Lawyers Preparing for Onslaught of These Three Case Types in Second-half of 2021

You may have seen the optimism abound in just about every area of life, with the government patting itself on the back for efforts to ease society back to normal. However, the challenges of the last year are only truly starting to be realized, with backlogs amassing in the courts due to volume and the slowing of the legal process.

As such, while some are already being drowned by the stacks of cases and claims, many lawyers across the UK and Ireland are getting themselves ready for a tsunami of work in three particular areas. Whether they’re caused by the changes in work conditions, social lives, or an environment that increases the likelihood of accidents and mishaps, you should know that lawyers are very much ready to work your case.

It’s going to be a very busy time for divorce lawyers

‘Divorce Day’ is marked on just about every family lawyer’s calendar as a heavy workday. That first Monday of January each year has become famous for divorce claims, seemingly due to the return to work, low balances, and high tensions caused over the Christmas period. These last 12 months are being looked at as a hyper-charged Divorce Day event, with the number of people seeking divorce settlements expected to surge.

Stress and money worries have increased substantially across the population, and, in many cases, there haven’t been the timely reprieves of work or social occasions. It’s not just the court-operating family lawyers who are set to see to huge uptick. As there’s now a mediation encouragement scheme, in which the government will grant £500 towards divorce mediation costs, some mediation specialists should help to siphon off some of the cases.

The fact that the government has brought in this mediation scheme shows how much divorce is expected and how cramped the courts are right now. So, while the courts may still be necessary, there’s certainly an incentive to opt for mediation.
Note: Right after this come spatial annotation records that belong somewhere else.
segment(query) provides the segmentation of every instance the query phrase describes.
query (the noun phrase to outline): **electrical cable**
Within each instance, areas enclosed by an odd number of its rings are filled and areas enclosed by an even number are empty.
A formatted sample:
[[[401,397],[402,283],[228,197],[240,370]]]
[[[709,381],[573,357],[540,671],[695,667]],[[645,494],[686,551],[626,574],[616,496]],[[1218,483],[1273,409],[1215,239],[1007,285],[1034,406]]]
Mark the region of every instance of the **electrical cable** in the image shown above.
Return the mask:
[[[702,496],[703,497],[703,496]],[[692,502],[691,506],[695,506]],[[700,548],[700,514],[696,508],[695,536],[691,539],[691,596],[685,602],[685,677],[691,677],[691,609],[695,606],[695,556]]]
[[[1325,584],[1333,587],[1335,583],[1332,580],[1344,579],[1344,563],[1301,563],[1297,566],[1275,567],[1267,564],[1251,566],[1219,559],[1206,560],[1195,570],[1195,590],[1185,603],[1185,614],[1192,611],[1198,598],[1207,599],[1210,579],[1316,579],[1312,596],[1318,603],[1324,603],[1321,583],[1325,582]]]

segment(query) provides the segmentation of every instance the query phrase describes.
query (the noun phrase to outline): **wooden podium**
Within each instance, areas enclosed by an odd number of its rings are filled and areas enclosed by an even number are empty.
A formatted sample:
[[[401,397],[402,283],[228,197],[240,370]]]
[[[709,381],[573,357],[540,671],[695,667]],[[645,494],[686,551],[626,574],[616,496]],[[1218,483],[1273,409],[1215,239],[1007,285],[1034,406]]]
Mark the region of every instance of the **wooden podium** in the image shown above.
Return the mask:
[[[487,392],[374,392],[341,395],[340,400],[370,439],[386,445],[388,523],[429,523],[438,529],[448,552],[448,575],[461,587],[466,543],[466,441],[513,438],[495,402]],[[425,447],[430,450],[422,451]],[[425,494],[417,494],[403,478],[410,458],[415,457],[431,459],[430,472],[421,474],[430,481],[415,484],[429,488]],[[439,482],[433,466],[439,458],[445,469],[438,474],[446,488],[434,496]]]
Accidental damages transform into personal injuries

When people step out of the usual flow of things or suddenly jump back into a new routine, the chances of making a mistake or suffering from someone else’s mistake tend to increase. Now there are millions getting into the swing of things, so an exchange from accidental damage claims into personal injury cases seems all-but-inevitable.

There was around an 11 percent uptick in accidental damage claims last year, but that’ll almost certainly relay back into accidents involving human interactions. As such, people will be looking to find out how personal injury claims work and which incidents warrant a claim. In Ireland, claims need to start with the Injuries Board but can cover anything from cycling and road traffic accidents, uninsured driver claims, accidents in public places, and more common personal injuries like those to the spine, head, and even post-traumatic stress claims.

Some people will have forgone their insurance payments, others will be readjusting to the roads again, and there will be plenty of people suffering from symptoms of PTSD. As such, lawyers are preparing for many people being in need of personal injury help. Helping claimants and their representatives is the government lifting of video link medico-legal examinations, assisting the process to make it move along more smoothly.

Preparing employers for claims and new areas of interest

Employers have been in the rough, and, while government schemes have helped many to keep the ship afloat and employees on the books, there’s bound to be a pile of employment tribunal claims stacking up. Just between April and June last year, there was nearly a 20 percent uptick in claims, accounting for close to 10,000 people. Simply put: employers and lawyers have a lot to prepare for this year.

Linking to the section above, many say that a wave of employees filing new personal injury claims to employers is a matter of when and not if. Employees who have suffered injuries while working remotely or at home will inevitably see what compensation they can draw from employers. Furthermore, it’d be wise to be aware of the increased risk of cybersecurity exposures, which working remotely may have made employees and even businesses susceptible to over the last year.

It’s set to be a busy time for lawyers dealing in injuries, employment, or divorce, even with the likes of video calls and government schemes helping to mitigate the process.